Stone Circle (destroyed): OS Grid Reference – SP 470 464?
Also Known as:
- Ringstone Well
Archaeology & History
In 1239 CE we find records of a field-name site called “Ringstoneswelle.” Although the place-name writer Margaret Gelling (1954) initially ascribed this as the watering-place of some dood called Hringstan, it is in fact the only record that I’ve found of a “stone circle by a well” in the village. This etymological root is confirmed in A.H. Smith’s English Place-Name Elements (vol.1, p.265) as a probable stone circle.
There is also the curious field-name legend of a place in Cropredy called Kirk or Church Piece, where a christian church was being built, but in the morning all the stones had been uprooted & moved back from whence they came. This happened several times according to the folktale – a story that has with all the hallmarks of a megalithic site. (see Grinsell’s Folklore) To me it seems likely that the nearby Cup and Saucer Stone also had something to do with this lost stone circle.
In the same area we have another intriguing bit of folklore that was reported in an early edition of the Banbury Guardian (1932) which told that,
“on one of the top stones of a wall in front of one of the farmhouses is what is supposed to be the Devil’s footprint and there are nail-marks in the stone, but how it gots it name is a puzzle.
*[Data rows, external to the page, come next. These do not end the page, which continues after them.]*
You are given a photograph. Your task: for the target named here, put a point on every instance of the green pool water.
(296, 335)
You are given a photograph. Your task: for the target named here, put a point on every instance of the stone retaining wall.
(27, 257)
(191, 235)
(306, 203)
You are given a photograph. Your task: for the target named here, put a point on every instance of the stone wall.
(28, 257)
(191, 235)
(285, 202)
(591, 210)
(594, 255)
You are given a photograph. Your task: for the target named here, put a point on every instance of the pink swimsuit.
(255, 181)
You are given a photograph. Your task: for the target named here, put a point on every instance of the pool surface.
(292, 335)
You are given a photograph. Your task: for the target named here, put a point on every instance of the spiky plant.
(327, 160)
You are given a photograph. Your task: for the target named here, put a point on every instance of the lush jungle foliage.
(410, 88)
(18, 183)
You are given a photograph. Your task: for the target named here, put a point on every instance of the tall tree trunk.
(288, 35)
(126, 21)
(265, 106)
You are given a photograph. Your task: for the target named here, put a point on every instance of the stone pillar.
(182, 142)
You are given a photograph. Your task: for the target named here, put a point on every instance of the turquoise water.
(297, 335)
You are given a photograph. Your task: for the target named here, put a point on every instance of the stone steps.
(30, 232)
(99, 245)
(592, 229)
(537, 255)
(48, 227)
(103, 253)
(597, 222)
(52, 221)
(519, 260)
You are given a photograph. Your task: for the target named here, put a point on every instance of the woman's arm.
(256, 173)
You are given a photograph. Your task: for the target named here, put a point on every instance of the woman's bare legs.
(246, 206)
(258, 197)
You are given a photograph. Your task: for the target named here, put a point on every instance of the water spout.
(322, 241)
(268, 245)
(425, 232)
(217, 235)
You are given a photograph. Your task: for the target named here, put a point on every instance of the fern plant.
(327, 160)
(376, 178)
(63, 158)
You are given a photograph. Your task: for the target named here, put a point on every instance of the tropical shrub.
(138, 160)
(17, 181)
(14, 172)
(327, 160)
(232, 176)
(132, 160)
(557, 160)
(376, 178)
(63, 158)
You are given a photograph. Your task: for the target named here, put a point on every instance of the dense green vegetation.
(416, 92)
At the back of the vicarage gardens is a small jetty called HellHole, the old ‘Old Man’ must have visited this village a time or two.”
Are there any local antiquarians or historians who can throw further light on this seemingly lost megalithic ring?
- Anonymous, ‘Cropredy and its Legends,’ in Banbury Guardian, December 29, 1932.
- Bennett, Paul & Wilson, Tom, The Old Stones of Rollright and District, Cockley: London 1999.
- Gelling, Margaret, The Place-Names of Oxfordshire – volume 2, Cambridge University Press 1954.
- Grinsell, Leslie V., Folklore of Prehistoric Sites in Britain, David & Charles: London 1976.
- Smith, A.H., English Place-Name Elements – Part 1, Cambridge University Press 1954.